Based on the ¹³C-labeling experiments, a mechanism was proposed as described in Scheme 49. Ag₂CO₃ abstracts a proton from isocyanoactamide 81 and coordinates to the isocyanide moiety. Another equivalent of Ag₂CO₃ coordinates to isocyanide 72, and the subsequent C–C coupling occurs via a nucleophilic attack and elimination to generate amidoketenimine 72-VII. The rearrangement of α-amidoketenimine 72-VII to α-imidoylketene 72-VIII occurs via a 1,3-amino migration. Subsequent 6π electrocyclization and 1,3-proton shift convert 72-VIII to quinolone 82. In this reaction, a catalytic amount of Li₂CO₃ was used as an additive to promote the regeneration of the Ag₂CO₃ catalyst.

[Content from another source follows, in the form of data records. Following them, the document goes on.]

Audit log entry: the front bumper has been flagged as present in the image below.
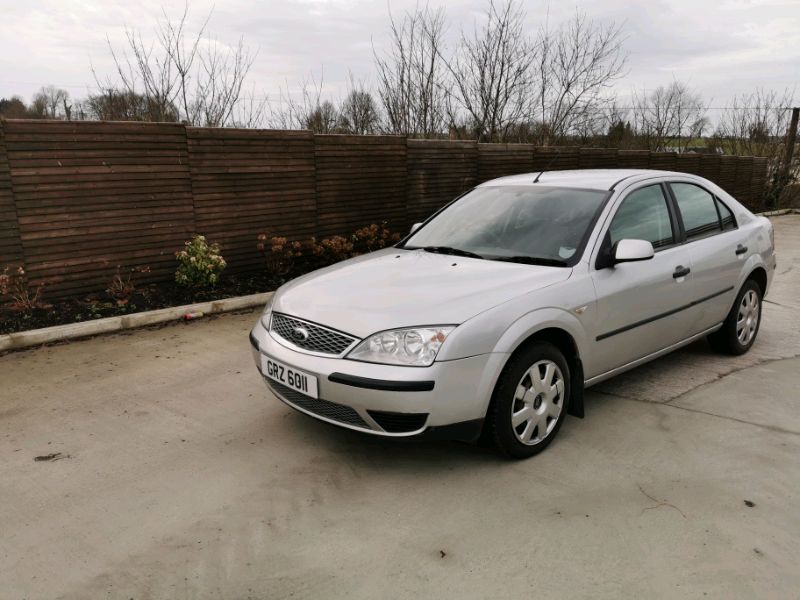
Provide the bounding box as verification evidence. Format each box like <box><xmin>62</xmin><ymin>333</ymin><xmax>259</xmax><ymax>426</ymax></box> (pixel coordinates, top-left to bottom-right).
<box><xmin>250</xmin><ymin>319</ymin><xmax>508</xmax><ymax>438</ymax></box>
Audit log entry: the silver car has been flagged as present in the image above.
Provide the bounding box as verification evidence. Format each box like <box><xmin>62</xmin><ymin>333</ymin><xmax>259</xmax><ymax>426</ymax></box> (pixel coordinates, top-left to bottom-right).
<box><xmin>250</xmin><ymin>170</ymin><xmax>776</xmax><ymax>458</ymax></box>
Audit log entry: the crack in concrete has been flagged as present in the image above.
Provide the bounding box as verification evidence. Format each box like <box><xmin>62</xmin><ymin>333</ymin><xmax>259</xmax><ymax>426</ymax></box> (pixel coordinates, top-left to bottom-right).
<box><xmin>636</xmin><ymin>483</ymin><xmax>686</xmax><ymax>519</ymax></box>
<box><xmin>664</xmin><ymin>354</ymin><xmax>800</xmax><ymax>404</ymax></box>
<box><xmin>593</xmin><ymin>386</ymin><xmax>800</xmax><ymax>436</ymax></box>
<box><xmin>764</xmin><ymin>298</ymin><xmax>800</xmax><ymax>310</ymax></box>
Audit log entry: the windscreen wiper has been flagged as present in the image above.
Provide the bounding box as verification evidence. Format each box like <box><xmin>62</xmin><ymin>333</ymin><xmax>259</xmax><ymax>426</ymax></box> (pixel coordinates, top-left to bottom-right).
<box><xmin>421</xmin><ymin>246</ymin><xmax>483</xmax><ymax>258</ymax></box>
<box><xmin>491</xmin><ymin>256</ymin><xmax>567</xmax><ymax>267</ymax></box>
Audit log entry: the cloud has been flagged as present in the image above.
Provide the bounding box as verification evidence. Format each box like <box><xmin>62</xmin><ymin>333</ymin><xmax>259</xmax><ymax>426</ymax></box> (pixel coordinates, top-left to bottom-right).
<box><xmin>0</xmin><ymin>0</ymin><xmax>800</xmax><ymax>110</ymax></box>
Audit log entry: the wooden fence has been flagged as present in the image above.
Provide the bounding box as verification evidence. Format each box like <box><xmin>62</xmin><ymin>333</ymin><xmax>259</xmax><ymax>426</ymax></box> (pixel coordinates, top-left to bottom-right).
<box><xmin>0</xmin><ymin>120</ymin><xmax>766</xmax><ymax>298</ymax></box>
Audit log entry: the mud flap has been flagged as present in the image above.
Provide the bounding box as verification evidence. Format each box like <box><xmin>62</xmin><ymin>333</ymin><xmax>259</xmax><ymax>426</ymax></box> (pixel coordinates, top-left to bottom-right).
<box><xmin>567</xmin><ymin>358</ymin><xmax>583</xmax><ymax>419</ymax></box>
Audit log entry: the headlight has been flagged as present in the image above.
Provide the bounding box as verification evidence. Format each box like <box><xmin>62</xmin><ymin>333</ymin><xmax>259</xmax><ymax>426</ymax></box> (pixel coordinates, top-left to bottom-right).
<box><xmin>346</xmin><ymin>325</ymin><xmax>455</xmax><ymax>367</ymax></box>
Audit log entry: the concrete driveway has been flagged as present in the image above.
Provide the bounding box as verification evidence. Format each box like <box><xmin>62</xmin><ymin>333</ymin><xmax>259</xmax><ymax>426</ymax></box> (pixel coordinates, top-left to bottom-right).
<box><xmin>0</xmin><ymin>216</ymin><xmax>800</xmax><ymax>600</ymax></box>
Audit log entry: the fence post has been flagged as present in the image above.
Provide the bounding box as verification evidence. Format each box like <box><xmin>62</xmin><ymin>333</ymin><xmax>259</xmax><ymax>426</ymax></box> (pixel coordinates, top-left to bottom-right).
<box><xmin>781</xmin><ymin>107</ymin><xmax>800</xmax><ymax>180</ymax></box>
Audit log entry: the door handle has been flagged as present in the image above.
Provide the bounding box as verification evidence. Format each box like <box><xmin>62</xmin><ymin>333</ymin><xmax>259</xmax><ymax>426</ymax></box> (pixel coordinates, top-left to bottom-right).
<box><xmin>672</xmin><ymin>265</ymin><xmax>692</xmax><ymax>279</ymax></box>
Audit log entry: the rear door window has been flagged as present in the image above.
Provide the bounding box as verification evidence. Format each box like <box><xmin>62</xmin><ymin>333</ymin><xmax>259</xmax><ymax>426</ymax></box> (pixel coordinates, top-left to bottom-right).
<box><xmin>717</xmin><ymin>198</ymin><xmax>736</xmax><ymax>231</ymax></box>
<box><xmin>669</xmin><ymin>183</ymin><xmax>733</xmax><ymax>241</ymax></box>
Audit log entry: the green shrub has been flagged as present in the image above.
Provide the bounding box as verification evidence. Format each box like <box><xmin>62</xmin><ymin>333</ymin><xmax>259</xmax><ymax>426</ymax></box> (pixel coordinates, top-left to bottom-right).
<box><xmin>175</xmin><ymin>235</ymin><xmax>227</xmax><ymax>289</ymax></box>
<box><xmin>311</xmin><ymin>235</ymin><xmax>353</xmax><ymax>266</ymax></box>
<box><xmin>256</xmin><ymin>233</ymin><xmax>303</xmax><ymax>277</ymax></box>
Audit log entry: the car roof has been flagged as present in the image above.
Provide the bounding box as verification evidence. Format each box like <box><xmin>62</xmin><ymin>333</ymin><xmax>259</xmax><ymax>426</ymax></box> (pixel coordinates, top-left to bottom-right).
<box><xmin>478</xmin><ymin>169</ymin><xmax>686</xmax><ymax>190</ymax></box>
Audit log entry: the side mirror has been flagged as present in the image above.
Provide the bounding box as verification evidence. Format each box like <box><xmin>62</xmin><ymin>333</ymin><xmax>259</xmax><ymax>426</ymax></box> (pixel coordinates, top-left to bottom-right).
<box><xmin>613</xmin><ymin>240</ymin><xmax>655</xmax><ymax>264</ymax></box>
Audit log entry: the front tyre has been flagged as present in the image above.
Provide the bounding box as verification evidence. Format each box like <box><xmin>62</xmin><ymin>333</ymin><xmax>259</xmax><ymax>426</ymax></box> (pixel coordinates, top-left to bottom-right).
<box><xmin>708</xmin><ymin>279</ymin><xmax>763</xmax><ymax>355</ymax></box>
<box><xmin>487</xmin><ymin>341</ymin><xmax>570</xmax><ymax>458</ymax></box>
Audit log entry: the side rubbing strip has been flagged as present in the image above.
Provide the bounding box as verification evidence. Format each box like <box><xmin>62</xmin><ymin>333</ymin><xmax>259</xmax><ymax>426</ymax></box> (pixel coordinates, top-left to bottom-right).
<box><xmin>595</xmin><ymin>286</ymin><xmax>733</xmax><ymax>342</ymax></box>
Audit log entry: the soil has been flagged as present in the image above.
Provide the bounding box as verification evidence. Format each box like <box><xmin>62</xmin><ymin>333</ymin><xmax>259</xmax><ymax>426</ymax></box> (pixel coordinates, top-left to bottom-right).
<box><xmin>0</xmin><ymin>274</ymin><xmax>287</xmax><ymax>335</ymax></box>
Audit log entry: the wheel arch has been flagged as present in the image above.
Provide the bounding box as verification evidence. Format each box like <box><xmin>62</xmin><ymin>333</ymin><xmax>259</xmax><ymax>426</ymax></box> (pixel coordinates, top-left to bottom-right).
<box><xmin>495</xmin><ymin>309</ymin><xmax>586</xmax><ymax>417</ymax></box>
<box><xmin>740</xmin><ymin>265</ymin><xmax>769</xmax><ymax>296</ymax></box>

In 2017, the Xu group developed a formal [3+2] cycloaddition of α-trifluoromethylated methyl isocyanides 84 and aldehydes 83 for the silver-catalyzed divergent synthesis of trifluoromethylated heterocycles (Scheme 50) [65]. With imines or acrylonitriles instead of aldehyde 83, the reaction produces the corresponding imidazoles or pyrrolines as the major products. Ag(I) coordinates to isocyanide 84, then DBU (1,8-diazabicyclo[5.4.0]undec-7-ene) abstracts a proton to form the carbanion nucleophile. A formal [3+2] cycloaddition, which consists of the nucleophilic addition of the carbanion from the isocyanide to aldehyde 83 and cyclization, affords an oxazoline silver complex; then, protodemetallation gives oxazoline 85.

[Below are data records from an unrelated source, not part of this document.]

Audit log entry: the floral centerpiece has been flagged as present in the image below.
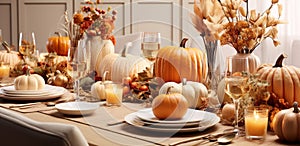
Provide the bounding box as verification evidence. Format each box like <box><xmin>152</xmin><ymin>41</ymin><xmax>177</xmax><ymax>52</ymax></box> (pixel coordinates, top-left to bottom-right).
<box><xmin>192</xmin><ymin>0</ymin><xmax>283</xmax><ymax>76</ymax></box>
<box><xmin>192</xmin><ymin>0</ymin><xmax>283</xmax><ymax>53</ymax></box>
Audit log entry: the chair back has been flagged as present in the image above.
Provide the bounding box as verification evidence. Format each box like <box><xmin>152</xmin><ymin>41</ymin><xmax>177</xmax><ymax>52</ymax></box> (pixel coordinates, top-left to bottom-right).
<box><xmin>0</xmin><ymin>107</ymin><xmax>88</xmax><ymax>146</ymax></box>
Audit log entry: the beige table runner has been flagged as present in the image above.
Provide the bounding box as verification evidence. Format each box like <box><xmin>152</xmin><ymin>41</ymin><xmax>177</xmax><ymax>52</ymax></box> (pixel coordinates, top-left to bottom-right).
<box><xmin>42</xmin><ymin>103</ymin><xmax>284</xmax><ymax>145</ymax></box>
<box><xmin>0</xmin><ymin>100</ymin><xmax>285</xmax><ymax>145</ymax></box>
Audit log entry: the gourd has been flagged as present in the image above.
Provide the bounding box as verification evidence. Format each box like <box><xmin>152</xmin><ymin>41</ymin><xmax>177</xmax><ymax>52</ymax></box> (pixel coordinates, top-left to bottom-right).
<box><xmin>152</xmin><ymin>87</ymin><xmax>188</xmax><ymax>120</ymax></box>
<box><xmin>0</xmin><ymin>42</ymin><xmax>21</xmax><ymax>67</ymax></box>
<box><xmin>272</xmin><ymin>102</ymin><xmax>300</xmax><ymax>142</ymax></box>
<box><xmin>91</xmin><ymin>71</ymin><xmax>109</xmax><ymax>100</ymax></box>
<box><xmin>47</xmin><ymin>70</ymin><xmax>69</xmax><ymax>87</ymax></box>
<box><xmin>96</xmin><ymin>43</ymin><xmax>150</xmax><ymax>82</ymax></box>
<box><xmin>14</xmin><ymin>69</ymin><xmax>45</xmax><ymax>90</ymax></box>
<box><xmin>46</xmin><ymin>32</ymin><xmax>70</xmax><ymax>56</ymax></box>
<box><xmin>154</xmin><ymin>38</ymin><xmax>207</xmax><ymax>83</ymax></box>
<box><xmin>257</xmin><ymin>54</ymin><xmax>300</xmax><ymax>107</ymax></box>
<box><xmin>159</xmin><ymin>78</ymin><xmax>208</xmax><ymax>109</ymax></box>
<box><xmin>90</xmin><ymin>36</ymin><xmax>115</xmax><ymax>73</ymax></box>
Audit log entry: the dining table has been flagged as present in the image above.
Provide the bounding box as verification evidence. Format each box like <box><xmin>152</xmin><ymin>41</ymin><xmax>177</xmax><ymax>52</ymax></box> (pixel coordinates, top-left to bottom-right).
<box><xmin>0</xmin><ymin>86</ymin><xmax>297</xmax><ymax>146</ymax></box>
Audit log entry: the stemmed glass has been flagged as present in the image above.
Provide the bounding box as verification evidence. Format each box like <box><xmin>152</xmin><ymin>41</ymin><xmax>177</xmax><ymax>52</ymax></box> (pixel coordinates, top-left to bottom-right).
<box><xmin>225</xmin><ymin>56</ymin><xmax>250</xmax><ymax>136</ymax></box>
<box><xmin>19</xmin><ymin>32</ymin><xmax>36</xmax><ymax>58</ymax></box>
<box><xmin>68</xmin><ymin>40</ymin><xmax>90</xmax><ymax>101</ymax></box>
<box><xmin>141</xmin><ymin>32</ymin><xmax>161</xmax><ymax>72</ymax></box>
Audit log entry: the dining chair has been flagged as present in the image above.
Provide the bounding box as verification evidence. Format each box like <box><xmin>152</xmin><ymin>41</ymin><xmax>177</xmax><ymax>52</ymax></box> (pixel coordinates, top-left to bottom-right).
<box><xmin>0</xmin><ymin>107</ymin><xmax>88</xmax><ymax>146</ymax></box>
<box><xmin>115</xmin><ymin>32</ymin><xmax>142</xmax><ymax>56</ymax></box>
<box><xmin>291</xmin><ymin>40</ymin><xmax>300</xmax><ymax>67</ymax></box>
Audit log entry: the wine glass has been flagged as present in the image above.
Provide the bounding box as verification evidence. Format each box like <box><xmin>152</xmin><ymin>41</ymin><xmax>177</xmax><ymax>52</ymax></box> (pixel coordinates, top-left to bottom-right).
<box><xmin>19</xmin><ymin>32</ymin><xmax>36</xmax><ymax>59</ymax></box>
<box><xmin>68</xmin><ymin>40</ymin><xmax>90</xmax><ymax>101</ymax></box>
<box><xmin>141</xmin><ymin>32</ymin><xmax>161</xmax><ymax>72</ymax></box>
<box><xmin>225</xmin><ymin>56</ymin><xmax>250</xmax><ymax>136</ymax></box>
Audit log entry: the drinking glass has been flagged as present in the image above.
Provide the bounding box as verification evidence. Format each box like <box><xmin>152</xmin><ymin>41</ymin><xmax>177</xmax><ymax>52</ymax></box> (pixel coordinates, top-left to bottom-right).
<box><xmin>68</xmin><ymin>40</ymin><xmax>90</xmax><ymax>101</ymax></box>
<box><xmin>19</xmin><ymin>32</ymin><xmax>36</xmax><ymax>59</ymax></box>
<box><xmin>225</xmin><ymin>56</ymin><xmax>250</xmax><ymax>136</ymax></box>
<box><xmin>141</xmin><ymin>32</ymin><xmax>161</xmax><ymax>72</ymax></box>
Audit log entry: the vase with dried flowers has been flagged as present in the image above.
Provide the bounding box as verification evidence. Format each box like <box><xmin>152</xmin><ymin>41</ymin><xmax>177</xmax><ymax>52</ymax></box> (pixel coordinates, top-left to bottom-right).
<box><xmin>62</xmin><ymin>0</ymin><xmax>117</xmax><ymax>75</ymax></box>
<box><xmin>192</xmin><ymin>0</ymin><xmax>284</xmax><ymax>105</ymax></box>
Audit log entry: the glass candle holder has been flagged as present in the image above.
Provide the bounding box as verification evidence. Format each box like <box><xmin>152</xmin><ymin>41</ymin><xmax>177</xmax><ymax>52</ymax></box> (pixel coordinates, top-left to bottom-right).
<box><xmin>245</xmin><ymin>107</ymin><xmax>269</xmax><ymax>140</ymax></box>
<box><xmin>104</xmin><ymin>83</ymin><xmax>123</xmax><ymax>106</ymax></box>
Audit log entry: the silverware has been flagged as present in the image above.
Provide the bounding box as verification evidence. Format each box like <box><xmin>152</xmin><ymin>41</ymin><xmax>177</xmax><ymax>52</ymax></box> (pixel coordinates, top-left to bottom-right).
<box><xmin>169</xmin><ymin>131</ymin><xmax>235</xmax><ymax>146</ymax></box>
<box><xmin>106</xmin><ymin>120</ymin><xmax>126</xmax><ymax>126</ymax></box>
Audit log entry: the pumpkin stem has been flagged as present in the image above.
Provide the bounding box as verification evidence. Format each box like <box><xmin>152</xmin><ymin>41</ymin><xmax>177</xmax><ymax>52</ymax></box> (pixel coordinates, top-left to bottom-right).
<box><xmin>293</xmin><ymin>102</ymin><xmax>299</xmax><ymax>113</ymax></box>
<box><xmin>54</xmin><ymin>31</ymin><xmax>61</xmax><ymax>37</ymax></box>
<box><xmin>166</xmin><ymin>86</ymin><xmax>174</xmax><ymax>94</ymax></box>
<box><xmin>102</xmin><ymin>71</ymin><xmax>109</xmax><ymax>83</ymax></box>
<box><xmin>121</xmin><ymin>42</ymin><xmax>132</xmax><ymax>57</ymax></box>
<box><xmin>26</xmin><ymin>67</ymin><xmax>30</xmax><ymax>76</ymax></box>
<box><xmin>182</xmin><ymin>78</ymin><xmax>187</xmax><ymax>86</ymax></box>
<box><xmin>273</xmin><ymin>54</ymin><xmax>287</xmax><ymax>67</ymax></box>
<box><xmin>180</xmin><ymin>38</ymin><xmax>189</xmax><ymax>48</ymax></box>
<box><xmin>2</xmin><ymin>41</ymin><xmax>11</xmax><ymax>53</ymax></box>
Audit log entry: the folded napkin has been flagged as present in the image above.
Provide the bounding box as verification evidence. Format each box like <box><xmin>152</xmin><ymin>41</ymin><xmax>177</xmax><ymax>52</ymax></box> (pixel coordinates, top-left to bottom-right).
<box><xmin>0</xmin><ymin>91</ymin><xmax>75</xmax><ymax>113</ymax></box>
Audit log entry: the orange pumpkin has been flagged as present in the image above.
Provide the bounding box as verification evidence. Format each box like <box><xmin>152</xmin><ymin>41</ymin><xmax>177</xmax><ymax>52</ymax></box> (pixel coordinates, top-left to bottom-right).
<box><xmin>257</xmin><ymin>54</ymin><xmax>300</xmax><ymax>107</ymax></box>
<box><xmin>46</xmin><ymin>32</ymin><xmax>70</xmax><ymax>56</ymax></box>
<box><xmin>154</xmin><ymin>38</ymin><xmax>207</xmax><ymax>83</ymax></box>
<box><xmin>152</xmin><ymin>86</ymin><xmax>189</xmax><ymax>120</ymax></box>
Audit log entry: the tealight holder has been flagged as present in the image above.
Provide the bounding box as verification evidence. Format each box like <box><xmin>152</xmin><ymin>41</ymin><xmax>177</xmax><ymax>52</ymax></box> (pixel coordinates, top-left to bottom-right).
<box><xmin>244</xmin><ymin>107</ymin><xmax>269</xmax><ymax>140</ymax></box>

In 2017, Wang and co-workers reported the synthesis of pyrroles via a tandem Ag-catalyzed 1,3-dipolar cycloaddition and BPO (benzoyl peroxide)-mediated oxidative dehydrogenative aromatization (Scheme 51) [66]. Ag₂CO₃ facilitates the [3+2] cycloaddition of the 1,3-dipolar intermediate generated from compound 86 by deprotonation of the α-position with alkene 87 to form a tetrasubstituted pyrrolidine. Peroxide abstracts a H atom from the α-position of the pyrrolidine, then two oxidations, which each consists of a SET and tautomerization, provide highly substituted pyrrole 88.

5. Conclusions

In this review, we summarized the recent studies and developments in Ag₂CO₃-catalyzed/mediated organic transformations. Silver carbonates were employed as either external bases for activating acidic molecules or an external oxidant for turning over catalytic cycles. Notably, heteroaromatic compounds can be elegantly synthesized using silver carbonate to combine heteroatom-containing fragments and more than two carbon skeletons through alkyne activation. At the same time, silver carboxylate can be generated from the simple reaction between silver carbonates and various carboxylic acids. The following cross-couplings and decarboxylative reactions were investigated.

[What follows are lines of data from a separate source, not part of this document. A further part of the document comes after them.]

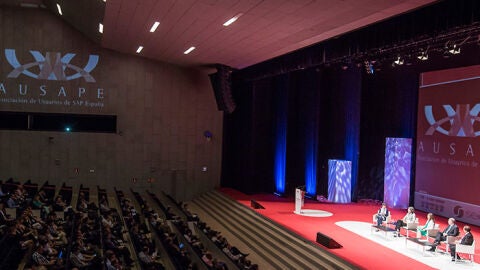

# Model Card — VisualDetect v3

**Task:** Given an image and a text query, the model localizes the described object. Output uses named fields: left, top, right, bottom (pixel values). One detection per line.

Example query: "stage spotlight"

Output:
left=363, top=61, right=375, bottom=74
left=393, top=56, right=405, bottom=66
left=417, top=51, right=428, bottom=61
left=448, top=44, right=460, bottom=54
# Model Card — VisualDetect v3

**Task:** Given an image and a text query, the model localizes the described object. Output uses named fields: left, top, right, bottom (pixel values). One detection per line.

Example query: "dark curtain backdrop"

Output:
left=221, top=0, right=480, bottom=201
left=222, top=44, right=480, bottom=201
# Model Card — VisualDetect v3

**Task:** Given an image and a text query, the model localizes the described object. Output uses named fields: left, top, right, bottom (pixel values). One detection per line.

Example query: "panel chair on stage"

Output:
left=373, top=203, right=392, bottom=227
left=402, top=218, right=418, bottom=237
left=427, top=224, right=440, bottom=240
left=455, top=240, right=475, bottom=263
left=372, top=214, right=392, bottom=227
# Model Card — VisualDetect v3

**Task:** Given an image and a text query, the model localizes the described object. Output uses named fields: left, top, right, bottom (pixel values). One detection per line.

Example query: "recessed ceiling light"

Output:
left=57, top=4, right=63, bottom=15
left=183, top=46, right=195, bottom=54
left=223, top=13, right=243, bottom=26
left=150, top=22, right=160, bottom=33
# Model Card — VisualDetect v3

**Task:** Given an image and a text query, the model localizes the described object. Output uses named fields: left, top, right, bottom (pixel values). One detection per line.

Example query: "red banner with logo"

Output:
left=415, top=66, right=480, bottom=226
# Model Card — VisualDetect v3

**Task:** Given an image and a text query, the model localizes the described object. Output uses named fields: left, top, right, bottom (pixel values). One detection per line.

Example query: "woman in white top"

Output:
left=395, top=206, right=416, bottom=237
left=417, top=213, right=435, bottom=236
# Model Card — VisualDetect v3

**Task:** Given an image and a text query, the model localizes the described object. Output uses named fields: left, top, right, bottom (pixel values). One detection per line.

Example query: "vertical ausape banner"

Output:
left=383, top=138, right=412, bottom=209
left=415, top=66, right=480, bottom=225
left=328, top=159, right=352, bottom=203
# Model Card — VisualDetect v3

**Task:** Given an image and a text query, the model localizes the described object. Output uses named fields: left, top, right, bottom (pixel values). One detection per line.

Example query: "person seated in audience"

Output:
left=38, top=189, right=50, bottom=204
left=429, top=218, right=460, bottom=251
left=70, top=246, right=96, bottom=269
left=375, top=203, right=390, bottom=231
left=32, top=245, right=57, bottom=269
left=52, top=195, right=67, bottom=211
left=137, top=246, right=164, bottom=270
left=394, top=206, right=416, bottom=237
left=7, top=193, right=20, bottom=208
left=77, top=198, right=88, bottom=213
left=105, top=250, right=122, bottom=270
left=183, top=228, right=203, bottom=249
left=202, top=251, right=213, bottom=267
left=417, top=213, right=435, bottom=236
left=0, top=201, right=15, bottom=225
left=449, top=225, right=473, bottom=261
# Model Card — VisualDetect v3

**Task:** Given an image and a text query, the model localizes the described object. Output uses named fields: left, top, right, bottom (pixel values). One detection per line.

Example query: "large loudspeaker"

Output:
left=317, top=232, right=342, bottom=248
left=209, top=65, right=236, bottom=113
left=250, top=200, right=265, bottom=209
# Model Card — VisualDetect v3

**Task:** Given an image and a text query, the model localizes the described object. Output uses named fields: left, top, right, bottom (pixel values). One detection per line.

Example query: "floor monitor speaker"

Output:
left=317, top=232, right=342, bottom=248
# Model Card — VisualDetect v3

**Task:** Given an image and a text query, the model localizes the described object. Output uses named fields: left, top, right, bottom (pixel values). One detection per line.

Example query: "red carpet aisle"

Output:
left=221, top=189, right=480, bottom=270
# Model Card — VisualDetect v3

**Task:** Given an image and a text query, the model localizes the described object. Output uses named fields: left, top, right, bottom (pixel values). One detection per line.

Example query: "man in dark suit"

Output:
left=429, top=218, right=460, bottom=251
left=376, top=203, right=390, bottom=226
left=450, top=225, right=473, bottom=261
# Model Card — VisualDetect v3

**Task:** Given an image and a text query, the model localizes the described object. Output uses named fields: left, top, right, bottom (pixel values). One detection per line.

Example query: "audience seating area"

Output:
left=0, top=179, right=258, bottom=270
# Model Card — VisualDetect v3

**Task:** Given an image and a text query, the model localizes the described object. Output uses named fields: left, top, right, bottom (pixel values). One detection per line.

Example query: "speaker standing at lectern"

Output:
left=295, top=186, right=305, bottom=214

Despite the substantial progress and important advances described in these reports, there is still significant room for improvement at the present level. For example, alkene-related substrates cannot be efficiently activated by silver carbonate. The utilization of an alkene could expand the possible synthetic targets of these silver carbonate-catalyzed reactions. Further detailed studies on the transmetallation from silver to other transition/main group metals should be conducted. In addition, detailed mechanism studies, including the structural determination of various intermediates should be performed. We hope that this review will inspire the development of various silver carbonate-catalyzed organic reactions and other related methodologies.